Train carrying Republican lawmakers hits truck in Virginia, one dead
WASHINGTON, Jan 31 (Reuters) - An Amtrak passenger train carrying Republican members of the U.S. Congress from Washington to a retreat in West Virginia slammed into a garbage truck on Wednesday at a rural Virginia road crossing, killing one person on the truck, authorities said.
No serious injuries were reported among the lawmakers or their staff on the train, the U.S. Department of Transportation said. There was one death and one serious injury among those on the truck, it added.
Amtrak said two crew members and three train passengers were hospitalized with minor injuries after the crash in Crozet, Virginia. One of those, Representative Jason Lewis of Minnesota, was examined for a possible concussion.
More photos from the scene:
"I'm fine compared to, tragically, the truck drivers, and thankful for the prompt action of our doctors and first responders. My thoughts are with the family of the driver who passed away," Lewis told Reuters.
The train was taking lawmakers to an annual retreat being held this year in White Sulphur Springs, West Virginia, just west of the Virginia state line. Amtrak said the collision occurred at 11:20 a.m. in Crozet, a tiny town between the college town of Charlottesville, Virginia, and White Sulphur Springs.
U.S. Senator Bill Cassidy, a doctor, said he and other lawmakers who are physicians tended to the injured until emergency personnel arrived.
The truck was on the tracks at a crossing when the crash occurred, Amtrak said. Video from the scene showed the battered truck afterward, with trash strewn around it.
"We were going along the Virginia countryside at pretty good speed," Senator Jeff Flake said in comments released by his office. "All of a sudden, we felt an impact and obviously heard a pretty loud noise. Most of us were thrown a bit in our seats and those of us who were standing were really thrown."

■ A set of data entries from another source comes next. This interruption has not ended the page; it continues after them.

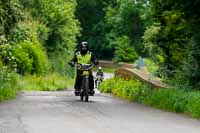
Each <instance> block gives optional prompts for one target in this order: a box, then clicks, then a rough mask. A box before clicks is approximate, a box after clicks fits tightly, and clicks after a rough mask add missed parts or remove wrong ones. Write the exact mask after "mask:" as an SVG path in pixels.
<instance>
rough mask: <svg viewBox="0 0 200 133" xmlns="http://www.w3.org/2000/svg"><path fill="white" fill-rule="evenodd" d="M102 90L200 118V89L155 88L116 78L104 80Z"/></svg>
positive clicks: (131, 100)
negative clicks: (114, 78)
mask: <svg viewBox="0 0 200 133" xmlns="http://www.w3.org/2000/svg"><path fill="white" fill-rule="evenodd" d="M100 90H101V92H104V93H112V94H114V95H115V96H118V97H120V98H122V99H125V100H128V101H131V102H132V101H136V102H139V103H142V104H145V105H148V106H152V107H155V108H159V109H163V110H167V111H172V112H177V113H185V114H188V115H190V116H192V117H194V118H200V91H185V90H182V89H153V88H151V87H150V86H147V85H144V84H142V83H141V82H140V81H138V80H131V81H127V80H123V79H114V78H113V79H108V80H106V81H104V82H102V84H101V85H100Z"/></svg>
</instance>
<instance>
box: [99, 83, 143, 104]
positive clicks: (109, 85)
mask: <svg viewBox="0 0 200 133" xmlns="http://www.w3.org/2000/svg"><path fill="white" fill-rule="evenodd" d="M100 90H101V92H105V93H111V92H112V93H113V94H114V95H116V96H118V97H121V98H123V99H127V100H129V101H134V100H135V99H136V97H137V96H138V94H139V93H140V90H141V83H140V82H139V81H136V80H132V81H130V82H128V81H125V80H122V79H108V80H106V81H105V82H103V83H102V84H101V85H100Z"/></svg>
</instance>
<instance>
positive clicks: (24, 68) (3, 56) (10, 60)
mask: <svg viewBox="0 0 200 133" xmlns="http://www.w3.org/2000/svg"><path fill="white" fill-rule="evenodd" d="M0 57H1V59H2V60H3V62H4V63H5V64H6V65H7V66H9V67H10V68H12V69H17V72H18V73H20V74H34V73H35V74H44V73H45V72H47V70H48V58H47V55H46V52H45V50H44V49H43V48H42V46H41V45H40V43H39V42H38V41H32V42H31V41H23V42H20V43H18V44H15V45H14V46H11V45H10V44H5V45H1V47H0Z"/></svg>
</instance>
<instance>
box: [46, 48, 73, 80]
mask: <svg viewBox="0 0 200 133" xmlns="http://www.w3.org/2000/svg"><path fill="white" fill-rule="evenodd" d="M71 56H72V54H71V53H69V52H68V51H61V52H54V53H51V55H50V56H49V58H50V63H51V66H52V67H51V72H53V73H54V72H55V73H59V74H60V75H62V76H69V77H74V75H75V71H74V68H72V67H71V66H69V65H68V62H69V61H70V60H71V58H72V57H71Z"/></svg>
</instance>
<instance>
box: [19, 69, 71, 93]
mask: <svg viewBox="0 0 200 133" xmlns="http://www.w3.org/2000/svg"><path fill="white" fill-rule="evenodd" d="M73 82H74V79H73V78H71V77H67V76H65V77H64V76H61V75H60V74H57V73H54V74H49V75H45V76H37V75H27V76H22V77H21V80H20V82H19V85H20V88H21V89H23V90H38V91H55V90H64V89H69V88H72V86H73Z"/></svg>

Spouses and children of some lawmakers were aboard, lawmakers said. House of Representatives Speaker Paul Ryan was on the train, but Senate Majority Leader Mitch McConnell was not, lawmakers said.
'GONE TERRIBLY WRONG'
"It was clear upon impact that something had gone terribly wrong and I am very grateful that the train was able to stop without severely derailing," U.S. Representative Lee Zeldin said in a statement.
Immediately after the crash, a law enforcement team surrounded the train with weapons drawn and searched the area for possible attackers as first responders treated the injured, said a local emergency worker, speaking on condition of anonymity.
"They surrounded the train on both sides and set up a perimeter with their automatic weapons pointing out and then searched the woods around the train," the worker said. "At least five members of Congress helped firefighters and EMTs (emergency medical technicians) treat the three injured people who had been in the truck."
The Republican retreat, an opportunity for lawmakers to discuss both legislation and politics in the run-up to November's congressional elections, was scheduled to run until midday Friday. President Donald Trump was due to attend on Thursday and Vice President Mike Pence on Wednesday.
The U.S. National Transportation Safety Board said it was sending a team to investigate the crash.
It was the second tragedy to hit congressional Republicans in the past year.
Last June, a gunman opened fire at a baseball field in Alexandria, Virginia, where Republican lawmakers were practicing for an annual charity game against Democratic colleagues. Representative Steve Scalise, the No. 3 House Republican, was severely wounded but has recovered and returned to work. He was not on the train.
While it was not immediately clear who was at fault in the Virginia collision, Amtrak's safety record has come under scrutiny after a series of recent incidents including a derailment of a passenger train south of Seattle in December that killed three. In that crash, an engineer misread a signal and failed to slow the train, investigators said.
The Virginia Department of Transportation said the intersection where the crash occurred had flashing signals and gates to prevent motorists from getting on the tracks when trains were approaching. There have been three reported crashes within 250 feet (76 meters) of the crossing since 2007 but no prior incidents involving a train, it said.